Il est à double tranchant. Sur le papier, il récompense le mérite. Dans les faits, il bénéficie aux élites et peine à intégrer la diversité. Comme le montre le parcours de Sophie dans le film, les gens hors milieu n’ont pas les codes, ni le même langage, ils se sentent facilement illégitimes. En revanche ce système permet des dynamiques surprenantes, qui atteignent une forme d’excellence assez facilement identifiable et des carrières brillantes.

Le film évite de tomber dans les caricatures, là où il aurait été facile de dépeindre les méchants bourgeois d’un côté et la gentille famille ouvrière de l’autre.

C’était un risque, oui. Le personnage de Sophie, par exemple, n’est pas issu d’un milieu défavorisé: nous avons voulu éviter le stéréotype du transfuge de classe à la Edouard Louis (ndlr: passé d’un milieu pauvre, sale et homophobe aux sphères intellectuelles). Les parents de Sophie font partie de la classe moyenne, ce sont des exploitants agricoles qui découvrent le potentiel scientifique de leur fille et vont l’encourager à se lancer dans de hautes études. En fait, plus qu’une question de classe, c’est surtout du centre et de la périphérie qu’il s’agit. Comment pénétrer dans un monde d’entre-soi quand on vient de l’extérieur.

Toutes proportions gardées, c’est ce que vous avez vécu en tant que Romand dans le cinéma français?
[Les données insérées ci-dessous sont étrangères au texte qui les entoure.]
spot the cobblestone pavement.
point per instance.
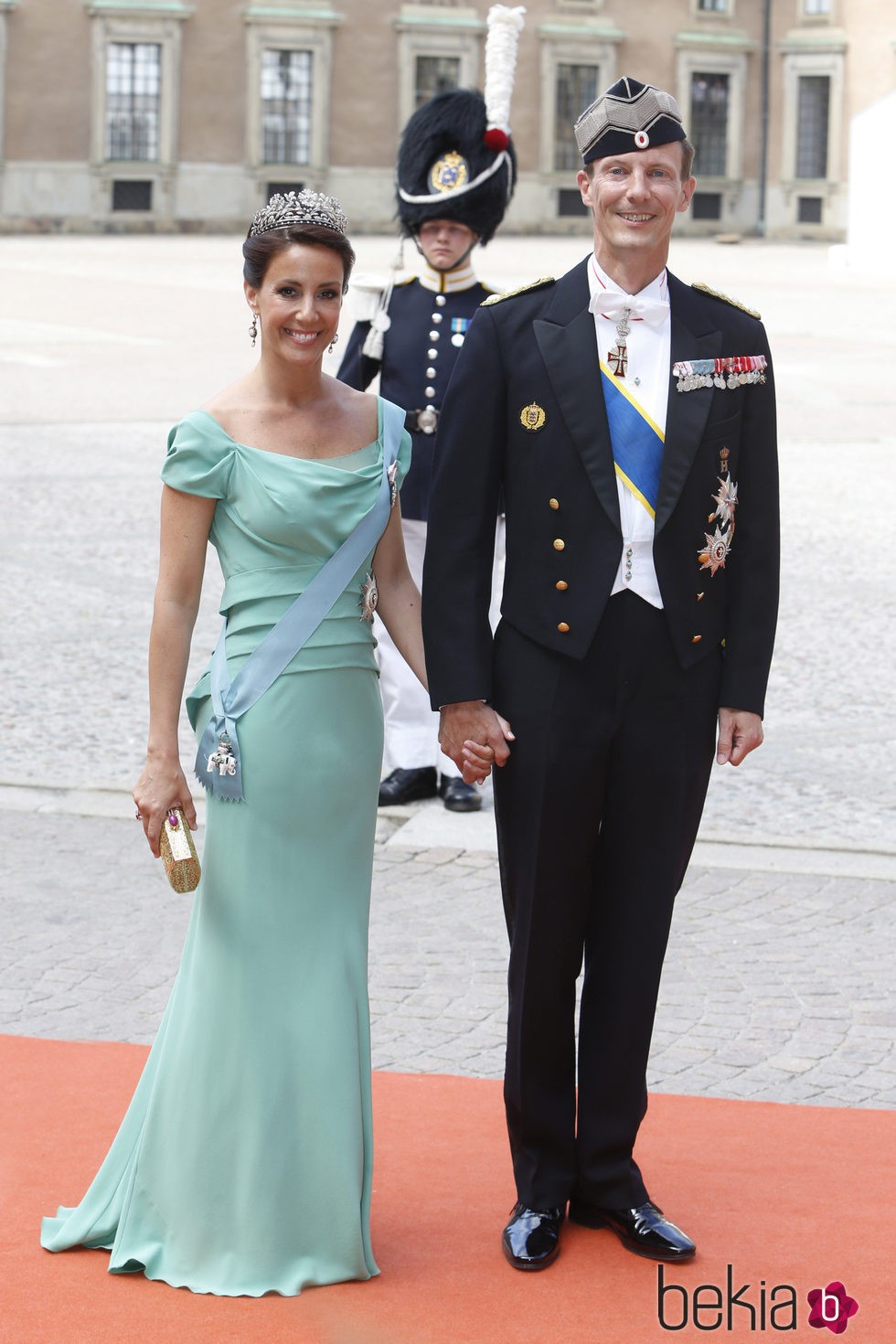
(778, 987)
(778, 981)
Déjà de Valaisan arrivant à Genève! Alors, bien sûr, envers le Valais ce n’est jamais très méchant, toujours plutôt rigolo et pas vraiment condescendant, mais on te rappelle quand même souvent d’où tu viens. Venir de la province, on l’a tous ressenti à un moment ou à un autre.
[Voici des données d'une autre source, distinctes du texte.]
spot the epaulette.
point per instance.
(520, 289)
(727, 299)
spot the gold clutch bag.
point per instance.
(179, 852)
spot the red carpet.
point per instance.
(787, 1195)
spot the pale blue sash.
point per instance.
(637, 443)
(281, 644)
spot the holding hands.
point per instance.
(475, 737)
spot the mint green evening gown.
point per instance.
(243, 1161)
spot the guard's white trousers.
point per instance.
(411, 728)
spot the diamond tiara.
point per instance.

Dans le rôle principal, Suzanne Jouannet donne au film un naturel assez bluffant…

Sa puissance d’incarnation est une chance incroyable, oui. Elle dégage à la fois quelque chose de très accessible et de bouleversant. Le moment du casting fut un moment clé, l’héroïne principale est presque dans toutes les séquences. Il fallait qu’elle les porte.

Et puisse aussi rendre intéressantes des matières aussi ésotériques que la physique ou les maths…

C’est un vrai défi de filmer les sciences dures. La physique est intéressante, parce qu’elle permet une certaine dose de poésie – dans «Oppenheimer», de Nolan, les personnages parlent ainsi des équations comme de la musique classique, qu’il faut travailler comme des gammes mais surtout «entendre». Dans mon film, Sophie doit expliquer pourquoi l’on est moins mouillé quand on marche sous la pluie que quand on reste stoïque. Ou comment se comportent les bulles d’une bouteille d’eau gazeuse. C’est plus cinématographique qu’une équation mathématique.